Today's posts comes from Dr. Perkins, whose lab is exploring the role that animal microbiomes may play in battling malaria infections. Those results may help us understand how microbes that already live inside us can help prepare our immune systems to fight off invading microbes that could cause us harm.

Malaria has been a scourge for centuries. Its name, from the Italian for "bad air," comes from the early idea that it was caused by noxious chemicals emanating from the swamps around Rome. Later, the disease was traced to single-celled Plasmodium parasites that invade the liver and red blood cells of humans. In 1897, Sir Ronald Ross completed the transmission puzzle when he demonstrated that these parasites are transmitted through mosquito bites.
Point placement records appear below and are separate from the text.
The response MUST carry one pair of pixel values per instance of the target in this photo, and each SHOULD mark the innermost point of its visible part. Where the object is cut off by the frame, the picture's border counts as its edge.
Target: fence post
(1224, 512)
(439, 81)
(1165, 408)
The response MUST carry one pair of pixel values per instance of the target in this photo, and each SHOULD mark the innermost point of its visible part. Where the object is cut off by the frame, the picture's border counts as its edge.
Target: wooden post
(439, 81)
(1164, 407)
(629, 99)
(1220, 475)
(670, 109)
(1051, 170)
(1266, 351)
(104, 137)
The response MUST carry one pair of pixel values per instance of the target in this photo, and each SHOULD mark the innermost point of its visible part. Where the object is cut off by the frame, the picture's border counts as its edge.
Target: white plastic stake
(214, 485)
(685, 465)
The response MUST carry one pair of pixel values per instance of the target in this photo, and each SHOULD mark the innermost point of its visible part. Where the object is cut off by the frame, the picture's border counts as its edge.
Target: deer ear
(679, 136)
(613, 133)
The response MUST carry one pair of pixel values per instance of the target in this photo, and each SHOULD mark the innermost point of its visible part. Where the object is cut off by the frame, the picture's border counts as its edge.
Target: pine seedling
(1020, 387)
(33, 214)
Close-up of an Anopheles mosquito feeding on human skin
A mosquito of the Anopheles genus takes a meal, during which it can transmit diseases including malaria.
© CDC/J. Gathany

Over a century later, malaria remains a massive public health burden. Just one species of malaria parasite, Plasmodium falciparum, is estimated to cause almost a million deaths per year globally. This huge health cost has made malaria parasites a big target, with huge sums of money and time devoted to researching ways to prevent and eliminate infections.

Some of that research is looking into the relationship between malaria parasites and the human microbiome, which we are learning plays a huge role in immune function. The first major study on this relationship, published last year in the journal Cell, showed that gut microbiota in mice play a fundamental role in protecting the animals against infection with Plasmodium.

Malaria
A sample of blood cells containing Plasmodium falciparum parasites that cause malaria.
Courtesy of CDC/Dr. Mae Melvin Transwiki

This protection seems to stem from the fact that the common gut microbe E. coli produces a carbohydrate that stimulates the immune system to produce antibodies. It turns out that malaria parasites express a very similar carbohydrate to the one on E. coli. In healthy subjects, the antibodies produced by exposure to E. coli also reduced the impact of malarial infections.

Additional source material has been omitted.